Miles away in Myrkentown, dissent flies through the streets, caused primarily by a seamstress and a madman, and wasn't it a sign of the times that Myrken would prefer their words and empty promises to Glenn and Ariane and her own self, a group of people who had literally moved though the shadow of death to make sure their countrymen were safe? That Myrken Wood refer madness to sense? That at the heart of it all, the only thing that remained or mattered in Myrken Wood was always naked, brazen ambition? It had always been evil, before -- the Ashfiend, the cults, the Baie, all scrambling for the power fear gave them.
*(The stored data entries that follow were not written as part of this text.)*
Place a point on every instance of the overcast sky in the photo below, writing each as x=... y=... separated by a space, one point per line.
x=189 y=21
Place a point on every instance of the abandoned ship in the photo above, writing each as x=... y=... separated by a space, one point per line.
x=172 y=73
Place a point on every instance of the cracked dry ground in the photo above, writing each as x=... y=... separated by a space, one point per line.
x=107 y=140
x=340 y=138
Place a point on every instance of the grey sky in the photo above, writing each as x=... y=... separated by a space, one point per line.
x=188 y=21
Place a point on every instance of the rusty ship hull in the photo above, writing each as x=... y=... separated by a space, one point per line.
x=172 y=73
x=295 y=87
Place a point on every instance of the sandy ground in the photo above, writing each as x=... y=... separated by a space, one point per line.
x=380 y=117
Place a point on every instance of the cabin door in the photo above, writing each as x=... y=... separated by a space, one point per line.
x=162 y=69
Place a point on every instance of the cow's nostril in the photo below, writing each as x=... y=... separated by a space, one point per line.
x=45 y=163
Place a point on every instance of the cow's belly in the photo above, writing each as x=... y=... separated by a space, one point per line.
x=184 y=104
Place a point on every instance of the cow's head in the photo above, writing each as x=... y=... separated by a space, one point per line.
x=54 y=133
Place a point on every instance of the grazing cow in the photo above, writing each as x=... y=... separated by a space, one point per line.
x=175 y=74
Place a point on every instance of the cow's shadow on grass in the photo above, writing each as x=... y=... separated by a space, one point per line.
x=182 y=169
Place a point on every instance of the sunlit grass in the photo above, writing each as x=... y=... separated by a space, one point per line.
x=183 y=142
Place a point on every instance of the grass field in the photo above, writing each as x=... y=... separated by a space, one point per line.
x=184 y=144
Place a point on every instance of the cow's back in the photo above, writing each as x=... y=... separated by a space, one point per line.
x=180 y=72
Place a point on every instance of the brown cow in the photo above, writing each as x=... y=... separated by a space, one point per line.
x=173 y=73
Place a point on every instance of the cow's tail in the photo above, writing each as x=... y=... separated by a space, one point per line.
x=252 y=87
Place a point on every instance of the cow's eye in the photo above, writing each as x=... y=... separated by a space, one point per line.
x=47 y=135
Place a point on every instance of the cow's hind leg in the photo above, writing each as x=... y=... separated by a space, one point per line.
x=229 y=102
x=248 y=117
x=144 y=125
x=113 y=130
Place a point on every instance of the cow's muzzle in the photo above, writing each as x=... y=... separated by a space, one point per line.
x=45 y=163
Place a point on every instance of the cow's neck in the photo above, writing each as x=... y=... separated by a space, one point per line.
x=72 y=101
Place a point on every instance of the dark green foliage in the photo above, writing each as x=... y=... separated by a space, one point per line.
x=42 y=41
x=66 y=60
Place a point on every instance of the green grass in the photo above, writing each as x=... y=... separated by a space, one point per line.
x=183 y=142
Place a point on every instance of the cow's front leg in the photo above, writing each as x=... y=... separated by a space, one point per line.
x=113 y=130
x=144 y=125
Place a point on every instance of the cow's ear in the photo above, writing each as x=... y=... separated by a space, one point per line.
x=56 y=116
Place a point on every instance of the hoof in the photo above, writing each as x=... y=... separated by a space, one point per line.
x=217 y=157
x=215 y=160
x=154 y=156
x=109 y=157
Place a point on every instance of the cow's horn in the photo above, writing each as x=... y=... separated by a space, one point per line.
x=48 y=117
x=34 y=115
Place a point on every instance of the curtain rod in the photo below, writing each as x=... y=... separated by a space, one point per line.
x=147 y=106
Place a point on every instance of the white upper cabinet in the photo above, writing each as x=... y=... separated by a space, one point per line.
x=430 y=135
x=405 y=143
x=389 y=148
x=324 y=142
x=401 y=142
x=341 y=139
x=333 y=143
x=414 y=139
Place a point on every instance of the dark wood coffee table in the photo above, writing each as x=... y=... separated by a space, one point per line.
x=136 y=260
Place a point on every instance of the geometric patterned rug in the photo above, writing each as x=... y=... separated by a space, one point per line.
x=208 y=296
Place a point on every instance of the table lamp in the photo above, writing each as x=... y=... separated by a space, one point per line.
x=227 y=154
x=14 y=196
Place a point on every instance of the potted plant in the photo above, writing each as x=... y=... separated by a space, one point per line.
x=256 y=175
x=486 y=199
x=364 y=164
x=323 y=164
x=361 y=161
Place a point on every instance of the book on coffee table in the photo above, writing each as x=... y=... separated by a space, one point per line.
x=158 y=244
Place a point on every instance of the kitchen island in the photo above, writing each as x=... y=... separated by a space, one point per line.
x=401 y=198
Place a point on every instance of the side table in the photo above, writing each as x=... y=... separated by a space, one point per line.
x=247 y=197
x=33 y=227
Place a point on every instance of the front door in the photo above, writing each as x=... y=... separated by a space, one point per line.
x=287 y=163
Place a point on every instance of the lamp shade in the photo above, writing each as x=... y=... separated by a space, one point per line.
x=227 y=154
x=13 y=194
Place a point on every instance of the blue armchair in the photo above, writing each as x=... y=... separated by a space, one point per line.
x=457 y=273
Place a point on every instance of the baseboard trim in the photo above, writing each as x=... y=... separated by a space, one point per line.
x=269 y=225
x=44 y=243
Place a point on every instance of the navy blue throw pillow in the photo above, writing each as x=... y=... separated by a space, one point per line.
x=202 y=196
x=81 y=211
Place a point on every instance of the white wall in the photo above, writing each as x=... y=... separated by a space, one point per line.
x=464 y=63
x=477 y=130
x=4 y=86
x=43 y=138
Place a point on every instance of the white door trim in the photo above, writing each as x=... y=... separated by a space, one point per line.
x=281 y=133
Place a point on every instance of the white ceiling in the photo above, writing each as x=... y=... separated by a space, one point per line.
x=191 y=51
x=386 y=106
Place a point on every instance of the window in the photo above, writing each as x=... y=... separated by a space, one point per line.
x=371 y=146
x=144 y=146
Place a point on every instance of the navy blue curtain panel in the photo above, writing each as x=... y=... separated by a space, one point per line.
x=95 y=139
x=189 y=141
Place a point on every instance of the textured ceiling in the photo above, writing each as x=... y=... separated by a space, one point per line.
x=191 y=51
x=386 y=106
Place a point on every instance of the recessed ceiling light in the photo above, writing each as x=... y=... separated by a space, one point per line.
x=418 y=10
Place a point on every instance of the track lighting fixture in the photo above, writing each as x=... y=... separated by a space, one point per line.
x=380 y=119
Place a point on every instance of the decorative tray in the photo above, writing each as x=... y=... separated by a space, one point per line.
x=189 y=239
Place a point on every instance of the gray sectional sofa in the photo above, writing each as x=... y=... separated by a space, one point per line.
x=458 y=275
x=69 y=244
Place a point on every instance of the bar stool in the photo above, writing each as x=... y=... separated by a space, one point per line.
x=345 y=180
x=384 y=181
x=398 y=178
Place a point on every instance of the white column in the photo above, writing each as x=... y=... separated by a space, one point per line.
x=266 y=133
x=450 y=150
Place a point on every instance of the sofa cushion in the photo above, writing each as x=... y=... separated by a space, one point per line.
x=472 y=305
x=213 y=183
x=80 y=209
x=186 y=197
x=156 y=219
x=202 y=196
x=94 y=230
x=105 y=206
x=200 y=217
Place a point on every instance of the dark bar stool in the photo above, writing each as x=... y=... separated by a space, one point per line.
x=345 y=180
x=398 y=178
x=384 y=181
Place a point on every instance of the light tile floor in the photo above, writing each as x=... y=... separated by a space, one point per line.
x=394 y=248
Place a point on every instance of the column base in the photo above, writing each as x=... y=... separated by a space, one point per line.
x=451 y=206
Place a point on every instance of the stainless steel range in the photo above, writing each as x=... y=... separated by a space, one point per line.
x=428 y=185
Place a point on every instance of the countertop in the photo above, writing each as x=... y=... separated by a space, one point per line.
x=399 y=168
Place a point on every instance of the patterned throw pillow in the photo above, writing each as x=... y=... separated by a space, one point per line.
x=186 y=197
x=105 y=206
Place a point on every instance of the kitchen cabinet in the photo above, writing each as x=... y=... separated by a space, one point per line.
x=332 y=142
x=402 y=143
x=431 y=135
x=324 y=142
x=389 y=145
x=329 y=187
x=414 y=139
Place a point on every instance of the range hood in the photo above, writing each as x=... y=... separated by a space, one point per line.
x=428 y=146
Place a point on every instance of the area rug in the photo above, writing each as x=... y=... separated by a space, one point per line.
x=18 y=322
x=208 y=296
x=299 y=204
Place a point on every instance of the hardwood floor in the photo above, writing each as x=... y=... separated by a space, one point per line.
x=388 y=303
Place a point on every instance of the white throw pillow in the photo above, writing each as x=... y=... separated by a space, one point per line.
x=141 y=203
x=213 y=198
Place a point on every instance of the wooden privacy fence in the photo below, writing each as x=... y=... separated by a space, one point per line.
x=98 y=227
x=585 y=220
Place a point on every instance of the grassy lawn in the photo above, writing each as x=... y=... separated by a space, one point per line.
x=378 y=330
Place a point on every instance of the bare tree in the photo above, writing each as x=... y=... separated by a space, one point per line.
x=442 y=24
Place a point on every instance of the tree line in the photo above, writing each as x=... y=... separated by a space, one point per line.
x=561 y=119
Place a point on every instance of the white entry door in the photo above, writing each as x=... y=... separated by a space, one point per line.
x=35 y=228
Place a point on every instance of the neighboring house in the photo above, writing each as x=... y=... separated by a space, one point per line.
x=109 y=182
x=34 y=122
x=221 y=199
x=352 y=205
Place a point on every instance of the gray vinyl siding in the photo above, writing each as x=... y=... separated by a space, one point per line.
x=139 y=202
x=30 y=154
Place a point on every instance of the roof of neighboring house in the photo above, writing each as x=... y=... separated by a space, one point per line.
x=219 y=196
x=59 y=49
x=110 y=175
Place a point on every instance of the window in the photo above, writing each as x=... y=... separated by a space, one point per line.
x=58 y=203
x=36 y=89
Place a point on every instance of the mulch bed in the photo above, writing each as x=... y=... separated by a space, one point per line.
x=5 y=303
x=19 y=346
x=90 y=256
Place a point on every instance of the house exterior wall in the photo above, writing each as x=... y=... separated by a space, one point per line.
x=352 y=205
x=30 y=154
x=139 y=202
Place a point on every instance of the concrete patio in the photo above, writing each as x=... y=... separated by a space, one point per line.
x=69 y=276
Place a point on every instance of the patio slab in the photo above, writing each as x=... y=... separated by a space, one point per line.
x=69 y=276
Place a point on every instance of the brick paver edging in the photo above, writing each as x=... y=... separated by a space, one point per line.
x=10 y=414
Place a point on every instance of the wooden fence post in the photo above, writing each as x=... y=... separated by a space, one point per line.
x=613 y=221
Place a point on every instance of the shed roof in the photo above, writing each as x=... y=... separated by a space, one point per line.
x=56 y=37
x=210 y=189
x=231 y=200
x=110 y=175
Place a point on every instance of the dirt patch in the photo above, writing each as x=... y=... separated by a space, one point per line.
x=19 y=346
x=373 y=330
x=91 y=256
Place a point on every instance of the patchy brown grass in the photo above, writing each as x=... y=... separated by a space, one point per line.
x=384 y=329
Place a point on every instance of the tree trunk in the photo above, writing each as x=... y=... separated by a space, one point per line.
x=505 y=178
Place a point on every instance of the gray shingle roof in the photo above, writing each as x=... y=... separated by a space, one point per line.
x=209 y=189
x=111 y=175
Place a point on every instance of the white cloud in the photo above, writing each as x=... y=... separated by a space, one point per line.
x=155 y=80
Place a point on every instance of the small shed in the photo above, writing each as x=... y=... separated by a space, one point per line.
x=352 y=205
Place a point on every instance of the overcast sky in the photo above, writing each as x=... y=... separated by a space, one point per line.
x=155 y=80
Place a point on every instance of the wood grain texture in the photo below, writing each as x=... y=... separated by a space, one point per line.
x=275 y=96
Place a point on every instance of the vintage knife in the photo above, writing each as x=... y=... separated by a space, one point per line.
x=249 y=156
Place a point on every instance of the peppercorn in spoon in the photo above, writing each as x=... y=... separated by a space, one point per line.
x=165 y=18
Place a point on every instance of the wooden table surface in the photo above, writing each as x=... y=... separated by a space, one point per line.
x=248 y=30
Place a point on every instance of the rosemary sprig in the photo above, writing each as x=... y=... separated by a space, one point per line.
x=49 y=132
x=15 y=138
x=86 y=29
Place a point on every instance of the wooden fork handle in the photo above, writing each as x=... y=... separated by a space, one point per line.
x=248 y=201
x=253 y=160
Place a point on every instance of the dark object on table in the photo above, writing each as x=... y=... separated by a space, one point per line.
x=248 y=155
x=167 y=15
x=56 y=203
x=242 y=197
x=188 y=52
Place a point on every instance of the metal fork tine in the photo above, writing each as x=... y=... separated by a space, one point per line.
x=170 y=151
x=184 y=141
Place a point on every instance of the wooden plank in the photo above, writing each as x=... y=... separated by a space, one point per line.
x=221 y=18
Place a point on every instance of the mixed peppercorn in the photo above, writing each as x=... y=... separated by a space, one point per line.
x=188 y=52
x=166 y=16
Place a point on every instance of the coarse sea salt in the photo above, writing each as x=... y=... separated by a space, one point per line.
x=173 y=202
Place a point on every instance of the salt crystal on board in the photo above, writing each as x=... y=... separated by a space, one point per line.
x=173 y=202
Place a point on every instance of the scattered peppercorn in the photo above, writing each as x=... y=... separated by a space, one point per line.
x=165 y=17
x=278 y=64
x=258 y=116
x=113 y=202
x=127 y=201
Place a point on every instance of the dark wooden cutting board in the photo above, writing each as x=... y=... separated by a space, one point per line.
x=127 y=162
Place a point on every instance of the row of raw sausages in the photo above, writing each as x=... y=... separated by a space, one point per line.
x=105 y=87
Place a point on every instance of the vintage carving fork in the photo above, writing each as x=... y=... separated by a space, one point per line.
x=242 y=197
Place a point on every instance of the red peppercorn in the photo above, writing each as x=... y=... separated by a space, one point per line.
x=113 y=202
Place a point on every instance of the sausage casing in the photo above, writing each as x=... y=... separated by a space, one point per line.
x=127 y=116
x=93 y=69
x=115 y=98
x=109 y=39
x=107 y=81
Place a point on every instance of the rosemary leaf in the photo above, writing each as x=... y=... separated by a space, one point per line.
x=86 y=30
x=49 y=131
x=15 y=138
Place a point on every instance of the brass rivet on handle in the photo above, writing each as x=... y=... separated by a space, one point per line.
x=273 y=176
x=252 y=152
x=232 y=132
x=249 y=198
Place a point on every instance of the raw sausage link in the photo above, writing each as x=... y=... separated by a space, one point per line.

And now Myrken Wood learned from them, turned their faces from the sun, allowed that evil to crawl in and burn alongside the white-hot winter hunger, and could she honestly blame them? It had happened to Agnieszka as well. It drove her to Razasan and back, and now, landed her on the top of this hill among the ruins of a dead church.
It's all right in the end, she thinks, taking a gulp of cold winter air. They'll tire of her, too. We're hungry, ugly. Rats, all of us, and we'll turn on each other as soon as a look askance, and the only loyalty is in blood. If Gloria Wynsee wishes to be the Rat-Queen, who am I to deny her? They'll turn on her well enough later. I won't even have to intervene.
Rhaena.
It didn't matter if her blade had landed the killing blow or not -- Agnie feels that she's Rhaena's murderer as sure as the sun rises, standing there on the top of the church-hill. She hadn't been there for her friend. She hadn't seen the changes, hadn't wondered, hadn't been smart enough to see that something was going wrong, hadn't even thought to drag Aleskei home from Thessilane. And then Noura -- the thing -- had taken from her Kostroma's final gift, the one thing that stood between the King's Own and the All-Consuming in her service to the Lady, and now her eyes were opened. She saw things differently. She hadn't been strong enough for Rhaena. She hadn't been strong enough for Aeryn, or for the three Kaczmarek graves in the back of the cemetery, or for any of them. Their blood was her fault, her sin. They were dead because of her. She isn't strong enough for beautiful Aleksei, who could very now be dead or worse on Thesil soil.
But she was strong enough for this, she thought.
Behind her, her brother Dominik breathed out, white steam announcing his presence. "We'll have to wait until the snow melts, and we can't dig until the thaw," he says.
"That might be a problem," Agnie answered, shoving her hands further into her coat.
"Well, it's not like I --"
"I just need a wall for now," she interrupts. "Round. The height of a man. I can take care of everything else. We don't have much time left."
Dominik pauses for a moment, and shakes his head before heading back to the sleigh for his measuring devices. "Whatever you want, Agnie."
The wind howls through the round sanctuary of the ruined church, but Agnie's mind is hundreds of miles away, hearing the waves of the ocean crash long below her from the grand tower belonging to the King's Own. She had told him about Myrken's fidelity to good, Myrken's commitment to life. Of her beautiful, sensitive friend Rhaena, of the brave Brothers and Sisters in their stalwart defense, of people who stood up to anything -- together. She hadn't understood the words that followed, the sad shake of Kostroma's head.
But Kostroma was right. Myrken Wood isn't different, she thought. It's not different at all.